Bahan baku pembuatan biogas berupa kotoran sapi dan air dengan perbandingan    1 : 1. Ukuran ember berkapasitas 25 kg. “Saya tetap bersemangat setiap hari mencampur dua ember (50 kg) kotoran ternak dengan air berukuran  sama ke dalam drum kecil (penampungan) yang telah terhubung dengan reaktor,” jelas pria berusia 77 tahun ini.

Omon menambahkan, campuran tersebut diaduk rata sampai dapat dipastikan tidak ada lagi kotoran yang masih menggumpal untuk menghindarkan penyumbatan. Kemudian campuran dialirkan ke dalam plastik penampung (reaktor) yang berada pada bak.

Plastik penampung bahan baku itu didesain sedemikian rupa sehingga bahan baku hanya dapat mengisi tiga perempat bagian saja. Seperempat bagian lainnya akan terisi gas yang dihasilkan dan mengalir ke plastik penampung gas. “Jika kelebihan, bahan baku akan mengalir ke pipa pembuangan yang sudah disiapkan,” kata Omon.

Pemeliharaan

Hingga saat ini, instalasi biogas bantuan pemerintah milik Omon yang sudah berumur tiga tahun masih dalam kondisi sangat baik karena ia merawatnya dengan baik. “Pemeliharaan terhadap unit biogas memegang peranan penting karena plastik-plastik tempat penampungan kotoran ternak dan penampungan gas hasil proses sangat mungkin berlubang ataupun rusak,” paparnya.

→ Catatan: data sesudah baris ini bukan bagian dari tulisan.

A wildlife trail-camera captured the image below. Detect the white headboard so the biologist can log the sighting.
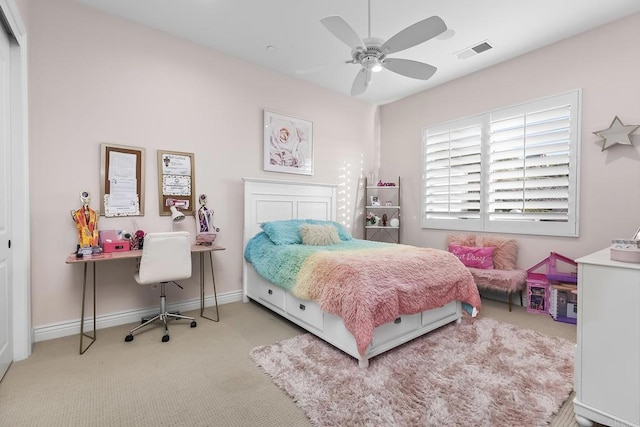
[243,178,337,248]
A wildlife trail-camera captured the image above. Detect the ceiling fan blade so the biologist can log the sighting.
[296,59,353,74]
[351,67,371,96]
[382,58,437,80]
[320,16,364,49]
[380,16,447,55]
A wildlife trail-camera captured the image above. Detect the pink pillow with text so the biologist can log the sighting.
[449,245,493,270]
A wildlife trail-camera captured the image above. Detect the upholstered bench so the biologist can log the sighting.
[447,234,527,311]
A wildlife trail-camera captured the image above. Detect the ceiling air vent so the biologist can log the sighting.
[455,40,493,59]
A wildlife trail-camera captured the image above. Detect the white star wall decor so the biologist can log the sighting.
[594,116,640,151]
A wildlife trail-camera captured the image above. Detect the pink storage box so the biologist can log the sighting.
[611,248,640,263]
[99,230,131,254]
[102,240,131,254]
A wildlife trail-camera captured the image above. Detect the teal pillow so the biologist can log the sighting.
[307,219,353,241]
[261,219,307,245]
[261,219,353,245]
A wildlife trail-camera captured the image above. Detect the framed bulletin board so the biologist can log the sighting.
[158,150,195,215]
[100,143,144,217]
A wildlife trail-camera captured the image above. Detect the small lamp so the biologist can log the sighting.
[169,205,184,222]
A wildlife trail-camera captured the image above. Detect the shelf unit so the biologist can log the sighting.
[363,177,402,243]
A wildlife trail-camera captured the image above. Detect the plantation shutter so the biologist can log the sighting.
[487,104,571,223]
[423,119,482,221]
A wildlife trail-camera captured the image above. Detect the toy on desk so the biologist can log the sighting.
[71,191,102,256]
[196,194,220,246]
[134,230,146,249]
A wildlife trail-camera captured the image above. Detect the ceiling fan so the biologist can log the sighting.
[299,0,447,96]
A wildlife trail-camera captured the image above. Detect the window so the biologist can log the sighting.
[422,91,581,236]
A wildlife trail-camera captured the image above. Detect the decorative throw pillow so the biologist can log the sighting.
[261,219,307,245]
[476,236,518,270]
[307,219,353,241]
[300,224,341,246]
[447,234,476,246]
[449,245,493,270]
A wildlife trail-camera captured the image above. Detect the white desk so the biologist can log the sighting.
[66,245,226,354]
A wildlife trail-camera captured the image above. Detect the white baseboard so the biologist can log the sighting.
[33,291,242,342]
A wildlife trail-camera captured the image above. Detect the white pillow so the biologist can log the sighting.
[300,224,341,246]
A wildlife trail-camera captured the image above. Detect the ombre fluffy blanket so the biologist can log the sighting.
[245,232,481,355]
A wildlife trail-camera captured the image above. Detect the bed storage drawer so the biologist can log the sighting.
[371,313,420,347]
[285,293,324,331]
[258,285,286,310]
[422,301,458,325]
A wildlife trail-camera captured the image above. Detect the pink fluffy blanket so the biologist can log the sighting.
[292,245,481,355]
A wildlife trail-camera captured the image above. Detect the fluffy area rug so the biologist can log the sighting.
[251,317,573,427]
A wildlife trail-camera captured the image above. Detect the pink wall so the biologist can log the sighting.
[380,14,640,268]
[28,0,377,328]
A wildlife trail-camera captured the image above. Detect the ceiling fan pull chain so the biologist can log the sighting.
[368,0,371,38]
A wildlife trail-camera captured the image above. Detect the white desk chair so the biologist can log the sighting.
[124,231,197,342]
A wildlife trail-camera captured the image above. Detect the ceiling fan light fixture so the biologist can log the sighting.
[362,56,382,73]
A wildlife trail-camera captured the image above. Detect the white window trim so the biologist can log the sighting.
[420,89,582,237]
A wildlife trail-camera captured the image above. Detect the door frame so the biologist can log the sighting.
[0,0,34,361]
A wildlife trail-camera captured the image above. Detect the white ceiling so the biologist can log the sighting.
[76,0,640,104]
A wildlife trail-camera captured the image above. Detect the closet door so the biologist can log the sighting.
[0,23,13,379]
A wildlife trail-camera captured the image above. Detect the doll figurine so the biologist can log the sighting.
[196,194,220,245]
[71,191,98,248]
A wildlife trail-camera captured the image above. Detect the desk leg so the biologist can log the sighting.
[200,251,220,322]
[80,262,96,354]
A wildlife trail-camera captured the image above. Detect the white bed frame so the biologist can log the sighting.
[243,178,462,368]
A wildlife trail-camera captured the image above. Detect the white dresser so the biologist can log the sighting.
[574,248,640,426]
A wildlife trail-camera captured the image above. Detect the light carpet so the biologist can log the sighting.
[251,317,573,427]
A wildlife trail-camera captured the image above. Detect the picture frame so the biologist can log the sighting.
[158,150,196,216]
[263,110,313,175]
[99,142,145,217]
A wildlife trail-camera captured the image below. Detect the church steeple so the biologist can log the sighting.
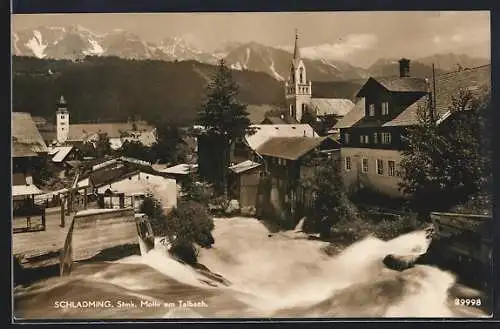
[285,29,312,122]
[293,29,300,63]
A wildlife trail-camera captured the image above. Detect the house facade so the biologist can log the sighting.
[335,59,490,197]
[257,137,336,226]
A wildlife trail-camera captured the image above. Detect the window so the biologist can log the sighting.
[361,159,368,172]
[382,102,389,115]
[368,104,375,117]
[382,133,391,144]
[387,160,396,176]
[377,159,384,175]
[345,157,351,171]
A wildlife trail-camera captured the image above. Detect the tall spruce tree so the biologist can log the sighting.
[400,90,491,215]
[198,59,252,194]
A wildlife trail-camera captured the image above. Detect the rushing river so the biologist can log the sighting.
[14,218,485,319]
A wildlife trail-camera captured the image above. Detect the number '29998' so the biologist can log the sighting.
[455,298,481,306]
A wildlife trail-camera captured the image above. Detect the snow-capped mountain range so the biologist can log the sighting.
[11,25,489,81]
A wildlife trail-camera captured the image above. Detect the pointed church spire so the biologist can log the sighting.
[293,29,300,61]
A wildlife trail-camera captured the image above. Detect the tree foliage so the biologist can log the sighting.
[151,121,188,164]
[302,156,356,237]
[198,59,251,142]
[400,90,491,215]
[140,195,214,264]
[198,60,252,194]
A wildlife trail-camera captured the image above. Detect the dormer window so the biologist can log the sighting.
[382,102,389,115]
[368,104,375,117]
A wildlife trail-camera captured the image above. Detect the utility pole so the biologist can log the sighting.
[431,63,436,122]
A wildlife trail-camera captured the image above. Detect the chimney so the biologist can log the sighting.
[399,58,410,78]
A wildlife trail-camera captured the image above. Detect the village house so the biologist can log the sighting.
[12,112,48,232]
[39,96,156,150]
[73,157,178,213]
[335,59,491,197]
[257,137,338,225]
[228,160,263,213]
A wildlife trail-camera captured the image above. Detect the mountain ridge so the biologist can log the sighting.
[11,25,489,81]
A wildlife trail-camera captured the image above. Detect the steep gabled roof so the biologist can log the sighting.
[357,76,429,97]
[334,65,491,128]
[257,137,325,160]
[436,65,491,115]
[333,98,366,129]
[309,98,354,116]
[229,160,261,174]
[68,122,154,140]
[12,112,48,157]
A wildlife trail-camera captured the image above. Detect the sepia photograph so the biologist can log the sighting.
[10,11,494,322]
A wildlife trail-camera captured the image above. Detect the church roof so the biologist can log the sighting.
[12,112,48,157]
[68,122,154,141]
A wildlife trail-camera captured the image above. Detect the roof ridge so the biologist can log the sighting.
[437,63,491,77]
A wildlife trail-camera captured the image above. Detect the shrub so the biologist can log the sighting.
[164,200,214,264]
[139,194,166,236]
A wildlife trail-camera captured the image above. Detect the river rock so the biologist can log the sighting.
[226,199,240,215]
[382,255,416,271]
[241,206,256,217]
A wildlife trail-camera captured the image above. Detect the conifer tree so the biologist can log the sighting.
[198,59,252,194]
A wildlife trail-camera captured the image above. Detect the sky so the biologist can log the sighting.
[12,11,491,67]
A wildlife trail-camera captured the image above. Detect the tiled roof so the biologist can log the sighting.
[229,160,260,174]
[12,112,48,157]
[309,98,354,116]
[375,76,428,92]
[245,124,318,151]
[246,104,278,124]
[158,163,198,175]
[334,65,491,128]
[382,95,428,127]
[52,146,73,163]
[262,117,288,125]
[68,122,154,140]
[333,98,366,129]
[257,137,325,160]
[12,173,27,185]
[90,166,138,187]
[12,184,43,196]
[436,65,491,115]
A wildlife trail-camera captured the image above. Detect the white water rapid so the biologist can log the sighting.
[14,218,485,319]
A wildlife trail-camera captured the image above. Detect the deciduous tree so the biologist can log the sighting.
[400,90,491,215]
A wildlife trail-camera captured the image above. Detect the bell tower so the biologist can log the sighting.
[56,96,69,144]
[285,30,312,122]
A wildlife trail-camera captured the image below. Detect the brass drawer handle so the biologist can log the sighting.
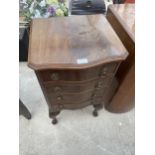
[101,67,108,76]
[54,87,62,92]
[50,73,59,80]
[59,104,64,109]
[57,96,63,101]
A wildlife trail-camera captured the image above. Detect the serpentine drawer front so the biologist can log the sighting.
[28,15,128,124]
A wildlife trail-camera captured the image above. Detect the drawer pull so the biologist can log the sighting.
[57,96,62,101]
[50,73,59,80]
[54,87,62,92]
[59,104,64,109]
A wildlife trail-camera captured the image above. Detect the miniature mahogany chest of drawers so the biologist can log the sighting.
[28,15,128,124]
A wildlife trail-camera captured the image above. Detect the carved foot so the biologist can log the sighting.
[93,109,98,117]
[49,112,60,125]
[52,118,58,125]
[93,104,102,117]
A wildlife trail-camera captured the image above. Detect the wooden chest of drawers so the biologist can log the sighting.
[28,15,128,124]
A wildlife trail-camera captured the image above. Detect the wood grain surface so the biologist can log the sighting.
[28,15,128,70]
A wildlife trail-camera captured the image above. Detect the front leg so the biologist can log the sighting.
[49,111,60,125]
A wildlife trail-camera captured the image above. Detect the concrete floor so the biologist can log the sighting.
[19,63,135,155]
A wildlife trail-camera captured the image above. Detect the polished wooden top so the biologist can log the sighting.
[28,15,128,70]
[109,3,135,41]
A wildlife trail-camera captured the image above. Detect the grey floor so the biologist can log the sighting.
[19,63,135,155]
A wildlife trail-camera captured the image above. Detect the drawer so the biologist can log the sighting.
[43,76,113,93]
[47,91,93,104]
[37,62,118,82]
[43,79,97,93]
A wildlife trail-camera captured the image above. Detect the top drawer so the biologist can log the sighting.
[38,62,118,82]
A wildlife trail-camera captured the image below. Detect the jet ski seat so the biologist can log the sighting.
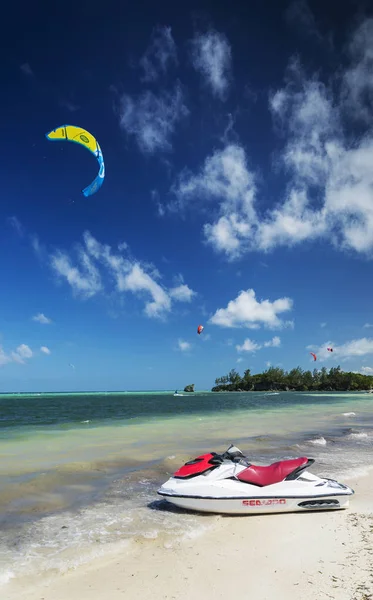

Kerusakan plastik itu pula yang menyebabkan tinggal sedikit peternak di  Kampung Cilumber mempertahankan unit biogas  bantuan  pemerintah tersebut. Umumnya mereka menyatakan plastik penampung gasnya sudah berlubang atau rusak. “Sebaiknya  pengisian bahan baku kotoran ternak dilakukan setiap hari untuk menghindarkan adanya penyumbatan akibat kekeringan terutama di bagian pembuangan.  Apabila sirkulasi masuk dan buang tidak seimbang, maka gas yang dihasilkan akan berkurang,” saran Omon.